OT The Core of the Core

2002-10-6 05:08:00

Wednesday, 2 October, 2002, 12:17 GMT 13:17 UK Quakes reveal 'core within a core'

Scientists probing the secrets of the Earth's inner core say there is evidence of another, smaller, core hidden within it.

If they are correct, it could reveal more about how the Earth itself formed.

The inner core was first discovered in the 1930s, and scientists have been looking ever since for ways to measure it.

It is solid, about 2,440 km across, and composed mainly of iron and nickel.

A new way of measuring the composition of the core was found when the shock-waves from earthquakes on one side of the world were measured by sensors on the opposite surface.

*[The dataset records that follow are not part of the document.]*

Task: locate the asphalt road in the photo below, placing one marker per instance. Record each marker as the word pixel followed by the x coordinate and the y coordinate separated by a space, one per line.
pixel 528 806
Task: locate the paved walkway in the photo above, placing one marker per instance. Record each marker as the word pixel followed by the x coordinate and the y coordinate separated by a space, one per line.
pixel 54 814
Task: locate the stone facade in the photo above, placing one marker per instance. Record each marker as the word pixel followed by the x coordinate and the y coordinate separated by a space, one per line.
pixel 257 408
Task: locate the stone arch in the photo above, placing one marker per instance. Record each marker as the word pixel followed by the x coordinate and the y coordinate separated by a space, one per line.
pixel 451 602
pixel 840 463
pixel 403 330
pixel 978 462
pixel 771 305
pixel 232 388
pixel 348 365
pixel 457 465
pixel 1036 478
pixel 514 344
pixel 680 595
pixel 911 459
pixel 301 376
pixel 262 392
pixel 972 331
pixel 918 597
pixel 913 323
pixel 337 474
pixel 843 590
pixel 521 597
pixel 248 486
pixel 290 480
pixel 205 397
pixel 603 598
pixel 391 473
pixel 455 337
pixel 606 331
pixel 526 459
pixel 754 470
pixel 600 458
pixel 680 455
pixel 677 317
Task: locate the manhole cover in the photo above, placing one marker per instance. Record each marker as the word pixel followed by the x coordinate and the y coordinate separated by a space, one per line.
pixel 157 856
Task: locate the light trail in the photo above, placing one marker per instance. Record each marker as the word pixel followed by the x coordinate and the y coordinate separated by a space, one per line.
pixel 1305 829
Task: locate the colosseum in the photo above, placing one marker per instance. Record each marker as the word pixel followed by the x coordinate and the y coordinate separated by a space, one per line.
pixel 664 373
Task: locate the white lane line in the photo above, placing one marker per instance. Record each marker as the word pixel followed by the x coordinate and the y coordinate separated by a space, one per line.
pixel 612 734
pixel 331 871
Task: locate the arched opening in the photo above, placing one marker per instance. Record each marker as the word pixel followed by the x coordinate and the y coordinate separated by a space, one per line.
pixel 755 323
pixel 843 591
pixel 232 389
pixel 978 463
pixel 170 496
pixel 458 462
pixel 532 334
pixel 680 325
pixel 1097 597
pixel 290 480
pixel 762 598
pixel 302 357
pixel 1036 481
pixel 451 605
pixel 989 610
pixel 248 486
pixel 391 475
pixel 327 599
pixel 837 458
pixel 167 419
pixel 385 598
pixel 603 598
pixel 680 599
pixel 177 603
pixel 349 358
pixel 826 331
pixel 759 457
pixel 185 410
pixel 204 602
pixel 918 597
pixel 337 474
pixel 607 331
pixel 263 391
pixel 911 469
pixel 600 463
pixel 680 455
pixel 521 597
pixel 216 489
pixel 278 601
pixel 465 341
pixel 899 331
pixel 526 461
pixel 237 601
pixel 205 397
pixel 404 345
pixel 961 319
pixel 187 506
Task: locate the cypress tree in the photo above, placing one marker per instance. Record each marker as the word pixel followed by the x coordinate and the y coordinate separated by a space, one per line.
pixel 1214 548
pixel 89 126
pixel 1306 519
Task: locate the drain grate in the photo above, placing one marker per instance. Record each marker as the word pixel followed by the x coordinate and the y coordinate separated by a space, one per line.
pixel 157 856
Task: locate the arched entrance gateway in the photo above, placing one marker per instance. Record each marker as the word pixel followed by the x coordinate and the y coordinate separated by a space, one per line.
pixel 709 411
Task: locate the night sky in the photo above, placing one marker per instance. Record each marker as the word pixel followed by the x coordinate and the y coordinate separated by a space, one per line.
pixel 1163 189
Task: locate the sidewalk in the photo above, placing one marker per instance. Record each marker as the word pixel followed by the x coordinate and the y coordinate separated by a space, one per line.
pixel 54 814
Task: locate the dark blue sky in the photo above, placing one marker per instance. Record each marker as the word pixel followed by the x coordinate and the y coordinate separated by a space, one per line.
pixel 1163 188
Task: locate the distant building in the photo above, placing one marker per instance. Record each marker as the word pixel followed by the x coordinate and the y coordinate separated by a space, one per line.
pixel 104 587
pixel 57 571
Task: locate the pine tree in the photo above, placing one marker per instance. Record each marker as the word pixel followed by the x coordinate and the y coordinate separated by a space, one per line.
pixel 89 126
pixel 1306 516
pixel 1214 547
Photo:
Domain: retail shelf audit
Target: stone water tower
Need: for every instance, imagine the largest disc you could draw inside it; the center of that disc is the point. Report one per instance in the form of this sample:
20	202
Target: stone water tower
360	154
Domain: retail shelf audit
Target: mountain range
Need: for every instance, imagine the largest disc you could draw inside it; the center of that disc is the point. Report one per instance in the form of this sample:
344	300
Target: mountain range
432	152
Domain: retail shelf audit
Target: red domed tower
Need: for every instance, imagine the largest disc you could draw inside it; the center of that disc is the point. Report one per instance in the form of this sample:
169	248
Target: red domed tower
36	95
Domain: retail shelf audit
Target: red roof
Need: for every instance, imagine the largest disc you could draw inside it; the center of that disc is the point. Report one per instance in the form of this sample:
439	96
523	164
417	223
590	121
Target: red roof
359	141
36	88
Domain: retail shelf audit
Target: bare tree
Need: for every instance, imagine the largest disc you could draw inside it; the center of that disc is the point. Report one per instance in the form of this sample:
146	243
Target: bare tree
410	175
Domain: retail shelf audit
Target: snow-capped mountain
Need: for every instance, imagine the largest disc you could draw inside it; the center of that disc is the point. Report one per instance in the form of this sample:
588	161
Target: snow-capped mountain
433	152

Professor Guy Masters, Scripps Institute To get there, they would have had to pass through the centre, and it proved possible to measure subtle changes to the speed of the waves depending on what kind of rocks and minerals they encountered on their route.

Bizarrely, a wave traveling from north to south moved faster than one going east to west.

It is believed that this effect happens because the core has been formed in a crystalline manner - with its components lining up in the same direction, changing the speed at which the waves pass through depending on their initial direction.

This phenomenon is called anisotropy.

Tough centre

The latest research, published in the Proceedings of the National Academy of Sciences (PNAS), found that a wave precisely targeted through the inner core behaved differently depending on which part of the core it traveled through.

There appeared to be a separate "inner inner" core - perhaps 600 km in diameter.

Not only was the anisotropy effect much stronger - suggesting an even more crystalline composition - but the angle of most resistance, a guide to the alignment of these crystals, was different to that of the rest of the inner core.

Researchers from Harvard University, US, used data from more than 300,000 seismic events between 1964 and 1994.

They believe that this difference may be the result of changes in the environment of the core during its formation.

As such, further studies may be able to shed some extra light on how, and at which point, the core was formed.

The researchers said that, with more seismometers in place around the world, it might be possible to complete a more detailed survey of the core.

Attention grabber

Professor Guy Masters, from the Scripps Institute of Oceanography in San Diego, US, told BBC News Online that, if the findings were correct, the "core within a core" could be left over from an early stage of the planet's formation.

He said: "This would change the way we think about the formation of the inner core.

"If it's right, we have to explain it somehow.

"Trying to understand how the Earth evolved is one of the fundamental problems we have in science.

"The core is just so strange that it seems to catch people's attention."